Small Business Owners Welcome Suspension of Vaccine Pass Mandate


This Jan. 4, 2022, file photo shows a vaccine pass checking system installed at a restaurant in Seoul. (Yonhap)

This Jan. 4, 2022, file photo shows a vaccine pass checking system installed at a restaurant in Seoul. (Yonhap)

SEOUL, Feb. 28 (Korea Bizwire)Many small business owners welcomed the government’s decision to temporarily suspend the COVID-19 vaccine pass system for multiuse facilities from March, though some citizens expressed concern over its negative impact on the quarantine efforts.

The lifting of the vaccine pass mandate will affect 11 kinds of multiuse facilities, including restaurants and cafes, from Tuesday amid the rapid spread of the omicron coronavirus variant.

Since last November, South Koreans over 18 have been required to present a vaccine pass or a negative PCR test conducted within the previous 48 hours to enter various multiuse facilities.

“I’m very pleased to hear that the vaccine pass system will be gone. It has been cumbersome and inconvenient to check each customer’s vaccine pass one by one,” said an owner of a buffet restaurant in Myeongil-dong, southeastern Seoul.

A 51-year-old man who runs a meat restaurant in the southwestern Seoul ward of Guro said that he expects he will be more comfortable from now, because elderly customers unfamiliar with smartphones, in particular, often expressed irritation at vaccine certificate verification.

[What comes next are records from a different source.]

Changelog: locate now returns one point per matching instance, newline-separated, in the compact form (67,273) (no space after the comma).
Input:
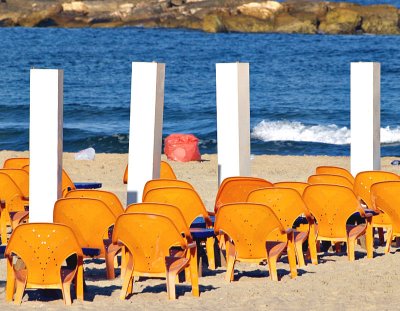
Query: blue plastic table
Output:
(88,185)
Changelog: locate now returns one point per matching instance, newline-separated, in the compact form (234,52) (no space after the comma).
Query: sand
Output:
(335,283)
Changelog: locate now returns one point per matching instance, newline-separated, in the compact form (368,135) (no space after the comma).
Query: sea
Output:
(299,85)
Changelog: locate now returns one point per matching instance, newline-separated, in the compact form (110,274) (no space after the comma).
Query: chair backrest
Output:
(364,181)
(335,170)
(20,177)
(16,163)
(149,238)
(286,203)
(187,200)
(43,247)
(296,185)
(11,194)
(237,189)
(385,197)
(109,198)
(88,218)
(331,205)
(249,225)
(170,211)
(166,172)
(330,180)
(161,183)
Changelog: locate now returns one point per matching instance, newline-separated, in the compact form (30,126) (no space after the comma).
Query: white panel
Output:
(365,117)
(145,132)
(45,142)
(233,120)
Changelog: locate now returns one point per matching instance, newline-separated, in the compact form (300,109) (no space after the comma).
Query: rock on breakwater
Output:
(206,15)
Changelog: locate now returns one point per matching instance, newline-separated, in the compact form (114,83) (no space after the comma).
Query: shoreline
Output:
(338,283)
(206,15)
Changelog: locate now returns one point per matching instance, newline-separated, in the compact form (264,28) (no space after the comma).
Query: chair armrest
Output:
(370,211)
(192,245)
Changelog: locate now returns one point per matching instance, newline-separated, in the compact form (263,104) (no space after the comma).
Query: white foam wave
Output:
(328,134)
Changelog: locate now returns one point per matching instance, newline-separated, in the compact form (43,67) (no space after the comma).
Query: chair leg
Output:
(210,253)
(66,291)
(230,261)
(299,253)
(19,292)
(272,268)
(10,286)
(369,239)
(388,239)
(127,278)
(381,236)
(194,275)
(350,249)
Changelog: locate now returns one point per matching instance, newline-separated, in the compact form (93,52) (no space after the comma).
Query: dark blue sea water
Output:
(300,87)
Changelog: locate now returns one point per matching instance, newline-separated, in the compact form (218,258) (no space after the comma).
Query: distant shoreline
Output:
(206,15)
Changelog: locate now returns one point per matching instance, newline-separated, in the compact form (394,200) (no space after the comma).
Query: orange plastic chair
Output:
(362,189)
(288,205)
(296,185)
(191,207)
(91,220)
(167,210)
(332,205)
(13,205)
(335,170)
(237,189)
(43,248)
(109,198)
(16,163)
(149,247)
(166,172)
(385,197)
(161,183)
(253,233)
(330,180)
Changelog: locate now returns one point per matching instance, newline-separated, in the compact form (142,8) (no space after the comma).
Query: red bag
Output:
(182,148)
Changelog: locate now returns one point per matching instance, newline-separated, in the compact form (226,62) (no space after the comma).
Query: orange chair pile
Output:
(330,180)
(288,206)
(190,204)
(43,248)
(149,250)
(335,170)
(91,220)
(296,185)
(385,197)
(236,189)
(251,232)
(332,205)
(362,189)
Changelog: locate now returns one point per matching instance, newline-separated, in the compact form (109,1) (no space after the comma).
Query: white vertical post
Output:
(233,120)
(145,132)
(45,142)
(365,117)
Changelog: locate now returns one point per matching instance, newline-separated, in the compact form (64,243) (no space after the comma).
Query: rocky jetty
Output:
(206,15)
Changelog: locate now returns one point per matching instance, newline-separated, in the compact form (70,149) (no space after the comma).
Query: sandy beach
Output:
(335,283)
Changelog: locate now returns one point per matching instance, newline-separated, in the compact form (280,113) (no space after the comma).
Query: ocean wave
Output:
(328,134)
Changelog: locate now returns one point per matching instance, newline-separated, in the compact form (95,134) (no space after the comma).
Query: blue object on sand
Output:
(201,233)
(88,185)
(90,252)
(200,223)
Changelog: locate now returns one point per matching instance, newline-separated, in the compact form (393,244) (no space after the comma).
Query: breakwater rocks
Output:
(206,15)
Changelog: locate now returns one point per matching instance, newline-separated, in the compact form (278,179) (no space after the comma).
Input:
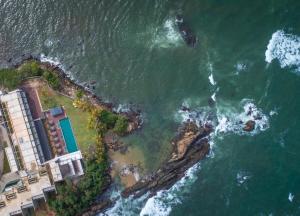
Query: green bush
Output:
(73,199)
(121,125)
(52,79)
(12,78)
(108,118)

A woman in her 30s who has been running a cafe in Migeun-dong, central Seoul, for seven years said the vaccine pass system has been a real hassle and there was a lot of financial loss from that.

“It has been virtually impossible to check each customer’s vaccine certificate. So I removed all the seats in my cafe and lost many customers to a bigger cafe across the street,” she said.

But some people shared the view that the lifting of the vaccine pass system may not be enough to help rehabilitate the self-employed who are now standing on the brink.

“The vaccine pass issue is a policy that we can bear and follow. We want freedom in our business hours,” said Oh Ho-seok, head of an association of COVID-19-battered small businesses.

Some citizens also expressed anxiety at the planned suspension of the vaccine pass system.

“It will be very difficult for small business owners but I think it is safer to continue to implement the vaccine pass system. I hope the vaccine pass requirements will remain in effect until the spread of omicron is reduced,” said a 48-year-old teacher surnamed Shin.